Понятно было и другое — что нынче в мыслях Бестужева-Рюмина. Судя по реакции на его слова и у остальных, страхи перед моим проявлением сменились радостью от удачи. Наверняка у заговорщиков есть свои люди и в Преображенском полку, и в Семёновском, а вот измайловцы должны стоять им словно кость в горле. Они — «свежие» гвардейцы, в основном, из малороссов, ну и курляндских немцев, в меньшей степени — кого-то русского. Даже я, как выясняется, происхождением не совсем русский. А вот тут стоп! Русский я, и точка!

Когда я обдумывал операцию, то рассчитывал на подобную реакцию собравшихся. Нельзя было брать в расчёт исключительно страх людей перед тем, чтобы оказаться обличёнными в заговоре. Получился своего рода «кнут и пряник». С одной стороны — я вламываюсь на их собрание; с другой же стороны — в глазах собравшихся людей я словно предлагаю свои услуги и назначаю цену за них.

Я начинаю свою игру, осознанно или не очень, но как только взял в свои руки табакерку — сразу же стал фигурой в политических интригах. Это и вынужденная мера, и мое желание. Вот только довольствоваться тем, что я — разменная пешка на шахматной доске, не хочу. Я повысил и ставки, и величину собственной фигуры. Ферзём не стал, но конём — вероятно. Тем более, что и ход мой был нелинейный, я обошёл и перепрыгнул другие фигуры, как и положено играть за коня на шахматной доске.

— Господин Норов, в следующий раз буду признательна вам, если оповестите о своём визите.
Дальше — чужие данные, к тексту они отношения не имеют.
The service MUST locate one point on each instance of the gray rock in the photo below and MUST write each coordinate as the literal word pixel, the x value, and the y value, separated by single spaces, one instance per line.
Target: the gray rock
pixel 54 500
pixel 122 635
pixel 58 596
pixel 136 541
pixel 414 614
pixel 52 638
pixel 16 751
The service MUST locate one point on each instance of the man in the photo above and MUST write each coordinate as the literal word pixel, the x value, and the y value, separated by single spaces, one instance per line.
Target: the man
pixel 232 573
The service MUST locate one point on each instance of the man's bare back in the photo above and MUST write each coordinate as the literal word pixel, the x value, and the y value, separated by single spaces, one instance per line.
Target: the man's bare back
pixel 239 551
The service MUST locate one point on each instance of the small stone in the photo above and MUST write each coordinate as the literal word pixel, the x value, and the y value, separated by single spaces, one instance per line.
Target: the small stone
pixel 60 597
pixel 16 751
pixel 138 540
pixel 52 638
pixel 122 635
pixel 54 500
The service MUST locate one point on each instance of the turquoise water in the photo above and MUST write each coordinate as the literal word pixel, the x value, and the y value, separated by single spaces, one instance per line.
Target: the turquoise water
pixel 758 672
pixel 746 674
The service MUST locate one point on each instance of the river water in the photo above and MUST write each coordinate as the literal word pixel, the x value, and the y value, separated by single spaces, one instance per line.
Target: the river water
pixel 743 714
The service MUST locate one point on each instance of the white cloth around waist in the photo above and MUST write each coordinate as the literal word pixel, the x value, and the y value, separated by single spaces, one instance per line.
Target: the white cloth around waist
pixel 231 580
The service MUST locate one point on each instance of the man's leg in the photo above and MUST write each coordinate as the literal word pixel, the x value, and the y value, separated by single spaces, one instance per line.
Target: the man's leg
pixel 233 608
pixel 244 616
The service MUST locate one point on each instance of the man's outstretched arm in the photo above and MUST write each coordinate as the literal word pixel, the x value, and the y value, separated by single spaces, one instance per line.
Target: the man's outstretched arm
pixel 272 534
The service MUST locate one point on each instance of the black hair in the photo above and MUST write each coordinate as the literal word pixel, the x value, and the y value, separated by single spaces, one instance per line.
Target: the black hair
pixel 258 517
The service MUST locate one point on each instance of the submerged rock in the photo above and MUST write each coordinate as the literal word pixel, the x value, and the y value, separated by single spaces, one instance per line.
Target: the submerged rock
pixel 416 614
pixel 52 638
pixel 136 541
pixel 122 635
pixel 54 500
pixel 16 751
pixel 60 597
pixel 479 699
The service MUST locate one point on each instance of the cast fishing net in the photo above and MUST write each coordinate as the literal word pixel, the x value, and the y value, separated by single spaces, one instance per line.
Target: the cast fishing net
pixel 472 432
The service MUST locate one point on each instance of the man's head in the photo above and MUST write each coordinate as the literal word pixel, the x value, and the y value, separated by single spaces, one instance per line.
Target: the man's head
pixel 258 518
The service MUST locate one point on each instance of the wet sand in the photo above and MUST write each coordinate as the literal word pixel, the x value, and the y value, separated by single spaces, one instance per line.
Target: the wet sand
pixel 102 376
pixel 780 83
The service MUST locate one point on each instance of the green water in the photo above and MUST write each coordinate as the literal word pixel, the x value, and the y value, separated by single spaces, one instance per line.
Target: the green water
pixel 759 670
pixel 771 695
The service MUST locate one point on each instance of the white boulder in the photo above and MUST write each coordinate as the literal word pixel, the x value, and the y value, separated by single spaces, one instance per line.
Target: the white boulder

Я тогда буду рада видеть вас, — сказала Елизавета Петровна, чуть наклонясь, выпячивая свои полушария женских достоинств.

Разумовский ещё что-то там пробурчал — тихое и явно оскорбительное. Но я посчитал возможным сделать вид, как будто не услышал. Вот только своё наказание Алёшка Розум, пусть и отложенное, заработал. Раза два по почкам и разок по печени при случае пастуху будут организованы. Сейчас же любое насилие только обесценит напряженный разговор.

— В таком случае, Ваше Высочество, позвольте откланяться! — сказал я и намеревался уже и вправду развернуться и уйти.

— Вызов! Я вызываю вас! — прокричал Шувалов.

Да что же ему неймётся? Договорились же!

— Командир, все ли добре? — в дверях показался Кашин и двое бойцов.

Еле сдержался, чтобы не усмехнуться. Раньше нужно было продемонстрировать, что есть бойцы, которые готовы хоть бы и Елизавету приголубить по моему приказу. Правда, я сильно сомневался, что Кашин вообще узнал в опешившей женщине царевну. Нехорошо, конечно, в некотором смысле, использовать своих людей в темную. Но есть такие моменты в жизни и в службе, которые нижним чинам лучше в подробностях не знать.